Mit ihrem Auftritt hat sich die CDU-Chefin erst einmal gegen ihre Kritiker durchgesetzt. Aber die Zweifel an ihr sind dadurch nicht kleiner geworden. Auch nach diesem Parteitag sehnt sich kaum einer in der CDU danach, mit Kramp-Karrenbauer als Kanzlerkandidatin in einen Wahlkampf zu ziehen. Außerdem kann man Vertrauensfragen nicht beliebig wiederholen, ihre Kraft verbraucht sich. Es hat ja Gründe, dass Angela Merkel in ihren 14 Jahren als Kanzlerin noch nie die Vertrauensfrage gestellt hat.

Mutmaßlich stimmig beschreibt der Tagesspiegel das widersprüchliche Verhalten von Merz und dessen dann doch wahrscheinlich relativ schlechte Chancen in der Partei:

Ein Jahr nach seiner verpatzten Rede bei der Bewerbung um den Parteivorsitz verstolpert Merz auch zu Beginn seinen Leipziger Auftritt, als er sich und die CDU als loyal lobt. Kopfschütteln im Saal. Wer hat Merkels Regierung noch mal ein grottenschlechtes Erscheinungsbild attestiert und das Revolutionsgeraune damit befeuert? Viel gefährlicher könnten Kramp-Karrenbauer am Ende ohnehin Armin Laschet und Jens Spahn werden, die ihr noch den Rücken stärken.

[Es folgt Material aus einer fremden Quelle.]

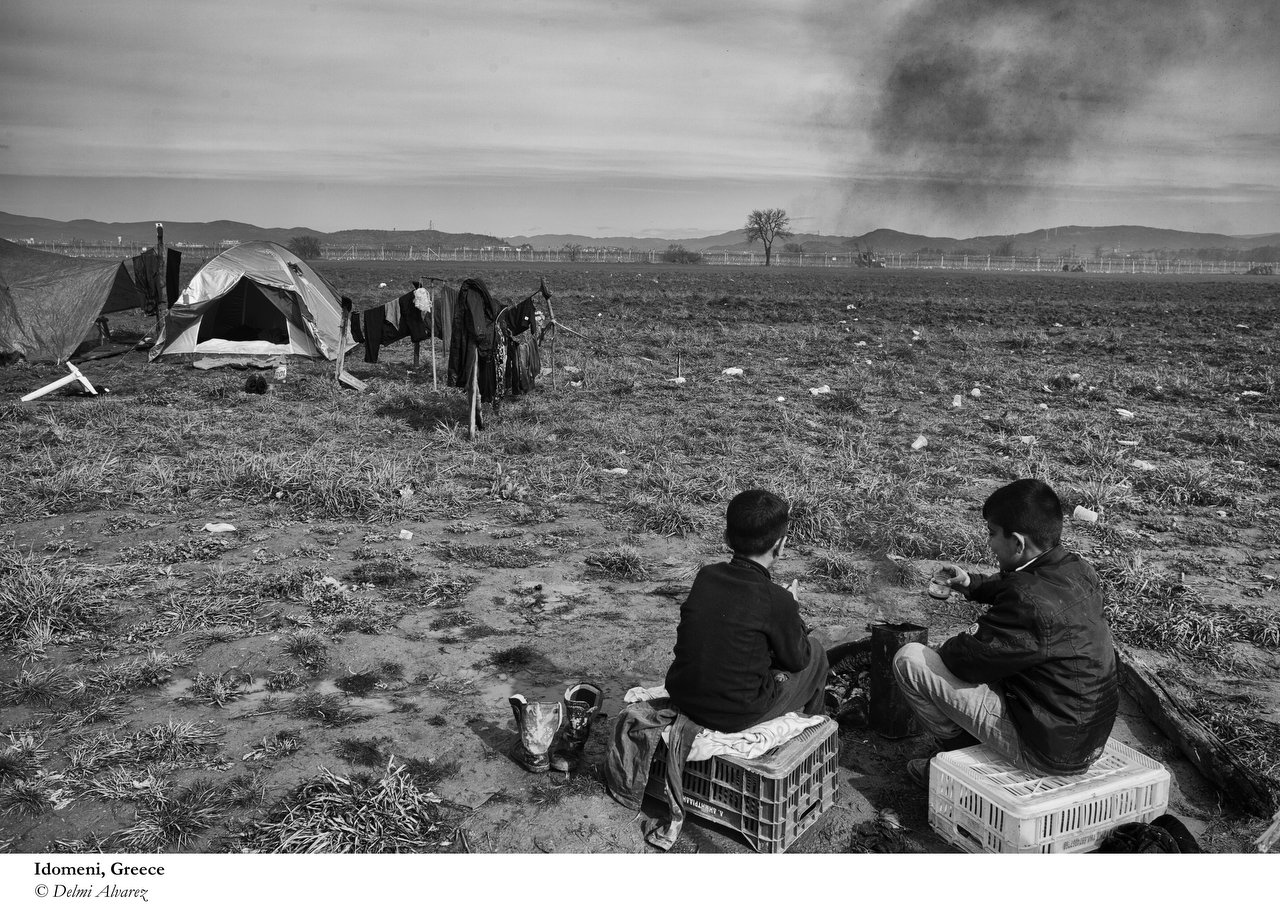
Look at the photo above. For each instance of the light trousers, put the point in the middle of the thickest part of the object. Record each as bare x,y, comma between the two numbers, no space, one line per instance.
946,705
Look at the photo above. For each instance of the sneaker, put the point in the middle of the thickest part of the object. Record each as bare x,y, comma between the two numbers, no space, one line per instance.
918,769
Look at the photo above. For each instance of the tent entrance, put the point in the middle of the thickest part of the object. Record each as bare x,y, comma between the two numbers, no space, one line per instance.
248,312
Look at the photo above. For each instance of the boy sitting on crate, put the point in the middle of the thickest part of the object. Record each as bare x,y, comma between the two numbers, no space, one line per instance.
1037,680
741,652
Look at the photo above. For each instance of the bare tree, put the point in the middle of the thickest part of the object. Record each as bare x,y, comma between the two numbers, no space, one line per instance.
768,225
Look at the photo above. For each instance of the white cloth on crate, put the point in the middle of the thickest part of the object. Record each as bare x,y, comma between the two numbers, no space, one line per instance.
750,744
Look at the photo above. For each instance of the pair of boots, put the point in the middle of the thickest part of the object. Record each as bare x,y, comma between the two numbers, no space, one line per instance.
553,735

Grünen-Parteitag: Es war einmal eine Friedenspartei

Nachgereicht werden soll hier ein Bericht von einem anderen Parteitag. So berichtete auch das Neue Deutschland vom kürzlichen Konvent der Grünen. Unter der Überschrift "Es war einmal eine Friedenspartei" schreibt die Zeitung:

Der Parteitag im Mai 1999 war eine Zäsur für die Grünen. 20 Jahre später haben sie am Wochenende erneut eine Bundesdelegiertenkonferenz in Bielefeld abgehalten und sind kaum wiederzuerkennen. In der Zwischenzeit haben die Grünen in der einstigen Bundesregierung mit der SPD auch den Kriegseinsatz in Afghanistan sowie in der Folgezeit diverse weitere Einsätze der Bundeswehr unterstützt. Die mit großer Mehrheit in Bielefeld wiedergewählte Parteichefin Annalena Baerbock wirbt am Wochenende auf der Bühne 'perspektivisch' für eine 'europäische Armee'.

Der Kommentator J. K. sagt dazu auf den NachDenkSeiten:

Im Neuen Deutschland findet sich die einzige kritische Auseinandersetzung mit der aktuellen Programmatik der Grünen. Deren Kriegsorientierung passt bestens zu den jüngsten Statements der Verteidigungsministerin Kramp-Karrenbauer, die die Bundeswehr in weltweite Rohstoffkriege schicken will. Überraschen sollte dies jedoch nicht, schließlich will man 2021 mit an die Regierung, da muss der deutschen Oligarchie Verlässlichkeit signalisiert werden.